Haben Sie denn Erfahrung mit der Organisation solcher Veranstaltungen? Sind Sie irgendwo, irgendwie politisch organisiert?

Überhaupt nicht. Ich sage es noch einmal: Wir waren empört, wir waren fassungslos. Beim ersten Montagstreffen haben wir Kerzen in den Händen gehalten und eine Mahnwache abgehalten. Uns war wahrlich nicht nach Schwabenstreich und Krach zumute. Die Idee, uns regelmäßig zu treffen, und Lärm gegen Stuttgart 21 zu machen, kam von einer älteren Dame, die gegen Ende der Mahnwache auf mich zu kam und fragte: Warum organisieren eigentlich keinen Schwabenstreich?

Und daraus sind mittlerweile schon drei Schwabenstreiche in Radolfzell geworden mit regelmäßig 120 Teilnehmern.

Richtig. Es kommen Leute auch aus Sipplingen, Allensbach und Konstanz und natürlich aus Radolfzell und von der Höri. Am letzten Montag waren wir allerdings höchstens 80. Aber immer noch ein bisschen mehr als im viel größeren Freiburg, wo sich Montag für Montag rund 60 Leute zusammen finden. Und jedes Mal sehe ich neue, bislang fremde Gesichter. Fast peinlich ist mir, wenn sich Teilnehmer entschuldigen, falls sie das nächste Mal nicht kommen können.

Aber es überwiegt immer noch die Empörung.

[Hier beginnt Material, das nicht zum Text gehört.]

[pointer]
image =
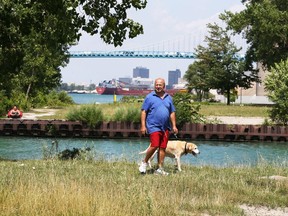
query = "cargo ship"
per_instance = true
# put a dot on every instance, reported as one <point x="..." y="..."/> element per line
<point x="116" y="87"/>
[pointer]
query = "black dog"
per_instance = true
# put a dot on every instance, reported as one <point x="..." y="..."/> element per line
<point x="68" y="154"/>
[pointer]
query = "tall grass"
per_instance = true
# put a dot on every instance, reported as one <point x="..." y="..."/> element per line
<point x="111" y="111"/>
<point x="76" y="187"/>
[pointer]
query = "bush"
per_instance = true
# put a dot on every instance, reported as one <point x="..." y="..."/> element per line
<point x="91" y="114"/>
<point x="186" y="110"/>
<point x="127" y="114"/>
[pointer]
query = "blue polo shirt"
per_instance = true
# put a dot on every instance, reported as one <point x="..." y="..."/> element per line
<point x="158" y="112"/>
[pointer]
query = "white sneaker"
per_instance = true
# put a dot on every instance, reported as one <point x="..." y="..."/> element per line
<point x="142" y="167"/>
<point x="160" y="171"/>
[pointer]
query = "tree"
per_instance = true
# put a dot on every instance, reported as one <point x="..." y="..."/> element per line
<point x="197" y="79"/>
<point x="35" y="37"/>
<point x="219" y="65"/>
<point x="276" y="84"/>
<point x="264" y="25"/>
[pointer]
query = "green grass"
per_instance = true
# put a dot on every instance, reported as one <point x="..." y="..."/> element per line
<point x="109" y="110"/>
<point x="53" y="187"/>
<point x="234" y="110"/>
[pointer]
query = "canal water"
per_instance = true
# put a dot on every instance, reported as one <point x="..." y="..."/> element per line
<point x="212" y="153"/>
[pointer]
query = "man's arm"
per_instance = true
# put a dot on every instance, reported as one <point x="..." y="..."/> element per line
<point x="173" y="122"/>
<point x="143" y="122"/>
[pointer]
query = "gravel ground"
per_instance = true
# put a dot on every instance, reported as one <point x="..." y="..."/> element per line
<point x="263" y="211"/>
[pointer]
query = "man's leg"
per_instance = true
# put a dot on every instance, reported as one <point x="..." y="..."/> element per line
<point x="149" y="153"/>
<point x="161" y="157"/>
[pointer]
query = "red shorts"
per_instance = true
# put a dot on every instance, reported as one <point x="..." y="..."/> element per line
<point x="159" y="139"/>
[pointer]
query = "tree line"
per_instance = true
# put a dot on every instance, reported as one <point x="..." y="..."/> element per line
<point x="35" y="37"/>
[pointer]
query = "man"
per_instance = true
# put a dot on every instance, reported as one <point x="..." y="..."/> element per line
<point x="157" y="113"/>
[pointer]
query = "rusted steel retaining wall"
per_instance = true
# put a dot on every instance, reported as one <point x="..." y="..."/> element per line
<point x="59" y="128"/>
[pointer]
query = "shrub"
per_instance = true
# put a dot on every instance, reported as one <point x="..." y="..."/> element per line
<point x="186" y="110"/>
<point x="127" y="114"/>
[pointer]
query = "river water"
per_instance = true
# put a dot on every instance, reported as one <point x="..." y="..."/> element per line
<point x="212" y="153"/>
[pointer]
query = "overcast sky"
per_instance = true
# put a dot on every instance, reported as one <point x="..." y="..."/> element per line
<point x="168" y="25"/>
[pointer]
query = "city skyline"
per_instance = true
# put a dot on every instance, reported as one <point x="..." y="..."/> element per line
<point x="177" y="25"/>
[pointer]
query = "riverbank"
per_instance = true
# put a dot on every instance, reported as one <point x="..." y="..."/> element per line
<point x="38" y="114"/>
<point x="104" y="188"/>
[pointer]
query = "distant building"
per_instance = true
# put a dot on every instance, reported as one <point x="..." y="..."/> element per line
<point x="173" y="77"/>
<point x="125" y="79"/>
<point x="141" y="72"/>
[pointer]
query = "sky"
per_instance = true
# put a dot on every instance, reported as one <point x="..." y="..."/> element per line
<point x="168" y="26"/>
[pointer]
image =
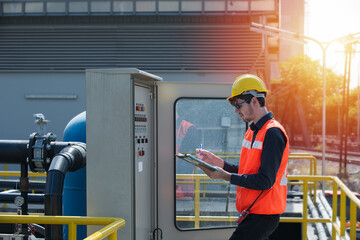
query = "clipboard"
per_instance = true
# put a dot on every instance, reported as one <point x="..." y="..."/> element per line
<point x="195" y="161"/>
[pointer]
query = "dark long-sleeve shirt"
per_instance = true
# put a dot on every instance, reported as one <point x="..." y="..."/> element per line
<point x="273" y="149"/>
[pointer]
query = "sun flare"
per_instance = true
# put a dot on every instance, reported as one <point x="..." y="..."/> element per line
<point x="327" y="20"/>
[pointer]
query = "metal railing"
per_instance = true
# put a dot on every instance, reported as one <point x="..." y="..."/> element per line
<point x="338" y="228"/>
<point x="309" y="188"/>
<point x="110" y="230"/>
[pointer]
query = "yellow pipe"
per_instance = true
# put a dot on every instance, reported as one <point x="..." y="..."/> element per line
<point x="352" y="220"/>
<point x="107" y="231"/>
<point x="334" y="213"/>
<point x="305" y="205"/>
<point x="72" y="230"/>
<point x="342" y="213"/>
<point x="197" y="202"/>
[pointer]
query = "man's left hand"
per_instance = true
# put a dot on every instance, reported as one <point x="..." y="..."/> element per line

Und nicht der politische Protest.

Das hat sich mittlerweile geändert. In den Reden, in den Flyern ist immer häufiger die Rede vom zweifelhaften Umgang der Stuttgarter Oberen mit der Demokratie, mit deren Reaktion auf den Souverän, auf das Volk. Und immer häufiger wird gesagt: Es gibt jetzt kein Zurücklehnen mehr, wir machen weiter, es geht um mehr als nur um Stuttgart 21.

Was immerhin jetzt auch den Konstanzer CDU-Landtagsabgeordneten Hoffmann aus Allensbach auf den Plan gerufen hat, der am kommenden Dienstag zu einer Informationsveranstaltung aufruft, an der auch der ehemalige Verkehrsminister Müller teilnehmen soll. Wollen Sie Herrn Hofmann alleine lassen?

Am nächsten Montag findet wegen des Feiertages kein Schwabenstreich statt. Da liegt es nahe, dass am darauf folgenden Dienstag einige Leute an die Herren Hoffmann und Müller einige kritische Fragen stellen. Trotz der Schulferien werde ich wohl auch dabei sein. Denn Hoffmanns Einladung ist nichts anderes als die etwas hilflose Reaktion auf unsere drei Schwabenstreiche in „seinem“ Wahlkreis.